The answer is $a=\frac 49$. The construction is $d_i=x_i-x_{i-1}=\binom{i+2}{2}$. We can check that it works. It is inspired by binomial coefficients for ease of computation.
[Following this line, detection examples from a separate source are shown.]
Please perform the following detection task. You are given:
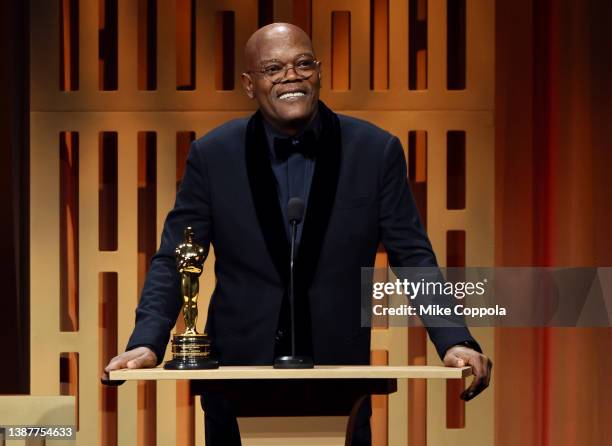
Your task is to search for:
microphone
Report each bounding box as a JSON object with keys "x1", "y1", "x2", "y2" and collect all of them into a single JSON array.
[{"x1": 274, "y1": 197, "x2": 314, "y2": 369}]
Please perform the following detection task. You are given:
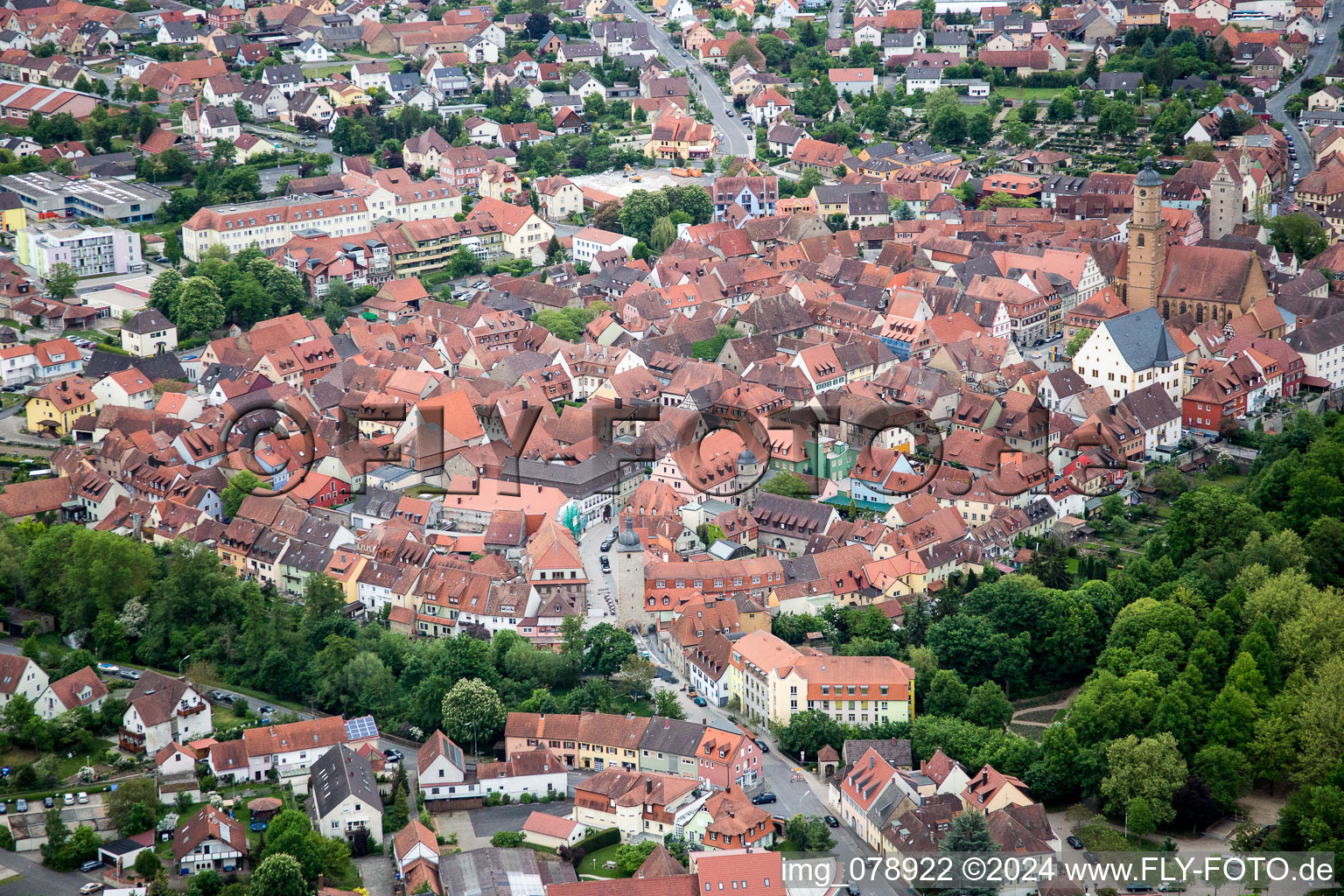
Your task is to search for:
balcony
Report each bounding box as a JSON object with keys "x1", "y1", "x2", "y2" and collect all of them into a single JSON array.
[{"x1": 117, "y1": 725, "x2": 145, "y2": 752}]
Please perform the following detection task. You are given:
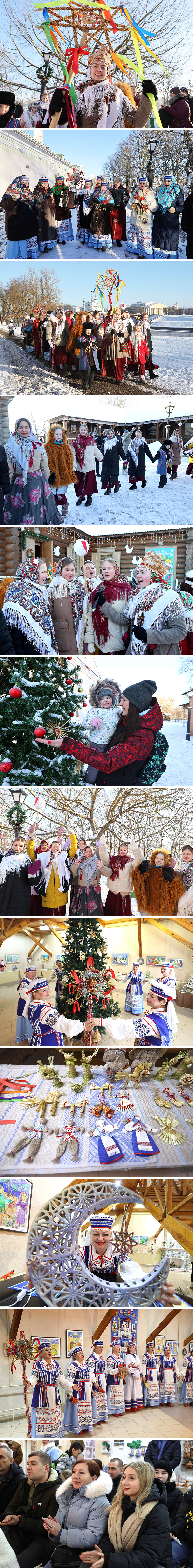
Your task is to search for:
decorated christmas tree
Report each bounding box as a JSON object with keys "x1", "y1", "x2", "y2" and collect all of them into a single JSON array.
[
  {"x1": 58, "y1": 920, "x2": 119, "y2": 1027},
  {"x1": 0, "y1": 659, "x2": 85, "y2": 784}
]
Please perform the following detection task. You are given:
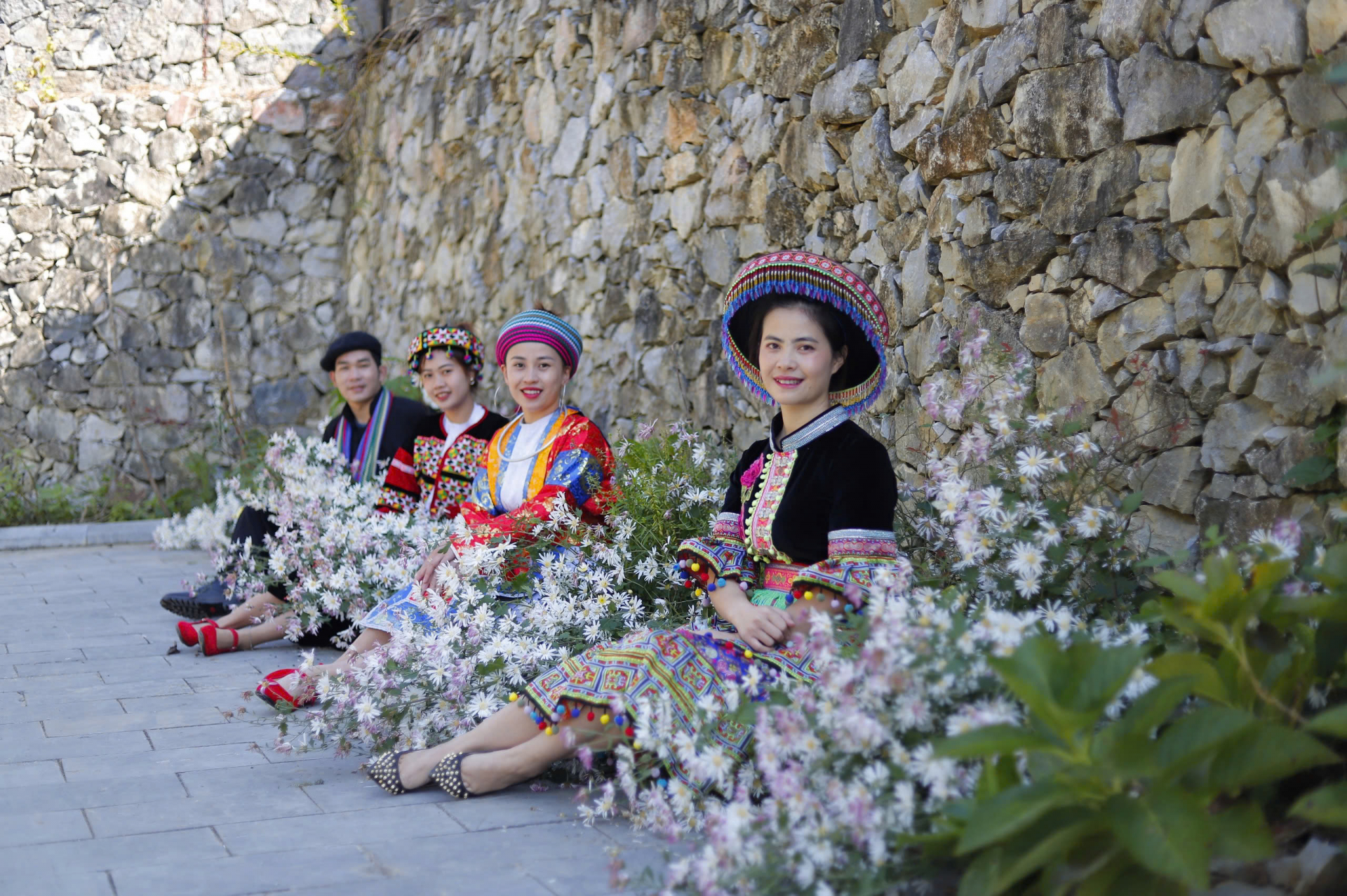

The bound: Inspired by the equality case, observe by Cauchy-Schwartz, $$\frac{1}{d_1+\cdots+d_n} = \frac{1}{\binom 22 \frac{d_1}{\binom 22} + \binom 32 \frac{d_2}{\binom 32}+\cdots+\binom{n+1}{2} \frac{d_n}{\binom{n+1}{2}}}\le \left(\frac{1}{\sum\limits_{j=2}^{n+1} \binom j2} \right)^2 \left(\sum\limits_{j=2}^{n+1} \frac{\binom j2}{d_{j-1}/\binom j2}\right) $$ $$=\binom{n+2}{3}^{-2} \sum\limits_{j=2}^{n+1} \frac{\binom j2^2}{d_{j-1}}$$ Hence it suffices to show that $$\sum\limits_{j=1}^n \frac{1}{d_j} - a\sum\limits_{j=1}^n \frac{j+1}{d_1+\cdots+d_j}\ge \sum\limits_{j=1}^n \frac{1}{d_j} - a\sum\limits_{j=1}^n (j+1)\binom{j+2}{3}^{-2} \sum\limits_{k=2}^{j+1} \frac{\binom k2^2}{d_{k-1}}$$ Matching the $\frac{1}{d_j}$ coefficient, it suffices to show $$1-\frac 49 \binom{j+1}{2}^2 \sum\limits_{k\ge j} \frac{k+1}{\binom{k+2}{3}^2} \ge 0 \iff \sum\limits_{k\ge j} \frac{1}{(k+2)^2(k+1)k^2} \le \frac{1}{4j^2(j+1)^2}$$ We can see $$\sum\limits_{k\ge j} \frac{1}{(k+2)^2 (k+1) k^2} = \sum\limits_{k\ge j} \frac{1}{(k+2)k} \frac{1}{(k+2)(k+1)k} = \sum\limits_{k\ge j} \left(\frac{1/2}{k} - \frac{1/2}{k+2} \right) \left( \frac{1/2}{k} - \frac{1}{k+1} + \frac{1/2}{k+2} \right) $$ $$= \sum\limits_{k\ge j} \left(\frac{1/4}{k^2} - \frac{1/4}{(k+2)^2} - \frac{1/2}{k(k+1)} + \frac{1/2}{(k+1)(k+2)} \right)= \frac{1/4}{j^2} + \frac{1/4}{(j+1)^2} - \frac{1/2}{j(j+1)}= (\frac{1/2}{j}-\frac{1/2}{j+1})^2 = \frac{1}{2j(j+1)}^2 $$

Let $d_i=x_i-x_{i-1}$ for positive integers $i\le n$. Note that $d_i>0$ for all $i$. We claim that \[\frac{1}{d_1} + \frac{1}{d_2} + \dots + \frac{1}{d_n} \geq \frac49 \left( \frac{2}{x_1} + \frac{3}{x_2} + \dots + \frac{n+1}{x_n} \right)\]Observe that by Titu's Lemma, for $i\ge 2$, $\tfrac{9}{d_i}+\tfrac{(i-1)^2}{x_{i-1}}\ge \tfrac{(i+2)^2}{x_i}$ so $\tfrac{1}{d_i}\ge \tfrac{(i+2)^2}{9x_i}-\tfrac{(i-1)^2}{9x_{i-1}}$. We have \begin{align*} \sum_{i=1}^{n}{\frac1{d_i}}&=\frac{1}{x_1}+\sum_{i=2}^{n}{\frac1{d_i}}\\ &\ge \frac{1}{x_1}+\sum_{i=2}^{n}{\left(\frac{(i+2)^2}{9x_i}-\frac{(i-1)^2}{9x_{i-1}}\right)}\\ &= \frac{1}{x_1}+\sum_{i=2}^{n}{\frac{(i+2)^2}{9x_i}}-\sum_{i=1}^{n-1}{\frac{i^2}{9x_{i}}}\\ &= \frac{1}{x_1}+\frac{(n+2)^2}{9x_n}+\sum_{i=2}^{n-1}{\frac{4i+4}{9x_i}} \\ &\ge \frac49\left(\frac{2}{x_1}+\sum_{i=2}^{n-1}{\frac{i+1}{x_i}} + \frac{n+1}{x_n}\right) \end{align*}As desired. $~$ Now, we prove that $a\le \frac49$. Let $d_i=\tbinom{i+1}{2}$, then $x_i=\tbinom{i+2}{3}$. Then, we have \[2\sum_{i=1}^{\infty}{\frac{1}{i(i+1)}} \geq 3a \left( \sum_{i=1}^{\infty}{\frac{2}{i(i+2)}} \right)\]so $a\le \tfrac49$.